Marine Corps Gen. Joe Dunford said China and Russia are striving “to establish pre-eminence, if not hegemony, in their respective geographic areas and both trying to assert greater influence on the world stage.” The chairman spoke with CNN reporter Barbara Starr.

From the military’s perspective, China and Russia are doing what they can to challenge the U.S. and are targeting American capabilities, Dunford said. This means the two nations are working to subvert America’s network of allies and partners and are seeking to negate the American military’s ability to project forces when and where needed and sustain them, he said.

Strength of Alliances

“They both recognize the strength of our allies and partners, they both recognize from careful study the U.S. ability to project power in 1991 to 2003, they recognize the competitive advantage we have had historically and what they are seeking to do is undermine the credibility of our alliance structure in Europe and the Pacific,” he said.

“They have been on a specific path of capability development to make it much more difficult and contest our ability to access any area to meet our alliance commitments,” the chairman said.

In Europe, this means subverting the North Atlantic Treaty Organization, Dunford said. In the Pacific, this means working to undermine U.S. treaties with Japan, South Korea, the Philippines, Thailand, Australia and New Zealand, he said.

“In the past, we took for granted our ability to project power when and where necessary to advance our interests,” Dunford said. It cannot be taken for granted today, he added.

Russia is sinking significant sums into their military capabilities, the chairman said. The nation is rebuilding systems that atrophied through the 20th century and early part of the 21st. The Russian nuclear enterprise has been modernized, Russia has modernized its Navy and has added top-line aircraft, he said. They have also used cyberwarfare to try and influence America’s 2016 elections and have used cyber capabilities to influence public opinion in Europe.

Dunford noted that China is also investing tremendous amounts in their militaries — building aircraft carriers and accompanying ships, modernizing land forces, building fifth generation fighters that look an awful lot like the American F-22 Raptor and revamping the command and control structure to build unified commands making the military more compliant to the Chinese Communist Party.

Great Power Competition

Military buildups are only part of the picture, though, the chairman said. All aspects of international relations — economic, diplomatic, political and even cultural — come into play in great power competitions, Dunford said. The U.S. maintains its lead because of the fusion of these elements. For military capabilities, the fusion between economic and military spheres and the spirit of innovation that is encouraged in the United States gives America a great advantage, he said.

Chinese President Xi Jinping understands this, Dunford noted. “He calls it civil-military fusion — breaking down the barriers between the military and industry in China,” he said.

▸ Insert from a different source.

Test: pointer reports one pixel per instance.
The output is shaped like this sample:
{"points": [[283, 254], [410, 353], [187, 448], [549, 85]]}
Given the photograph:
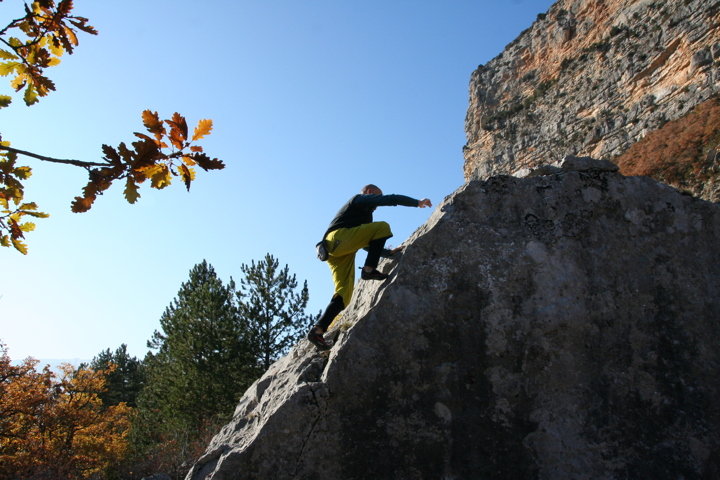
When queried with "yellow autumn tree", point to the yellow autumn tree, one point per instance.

This fusion creates a problem for the U.S. military when high-tech U.S. companies partner with companies in China, Dunford said. First, “If a U.S. company does business in China, they will automatically be required to have a cell of the Communist Party,” the chairman said. “That is going to lead to [that company’s] intellectual property going to the Chinese military.”

Artificial intelligence research is a case in point. U.S. companies partnering with Chinese firms in this area “will help an authoritarian government assert control over its own people, … and it will enable the Chinese military to take advantage of the technology that is developed in the United States,” he said.

Americans need to debate this issue. “This is about us looking at the second and third order effects of our business ventures in China, the Chinese form of government and the impact it will have on the United States ability to maintain a competitive military advantage and all that goes with it,” Dunford said.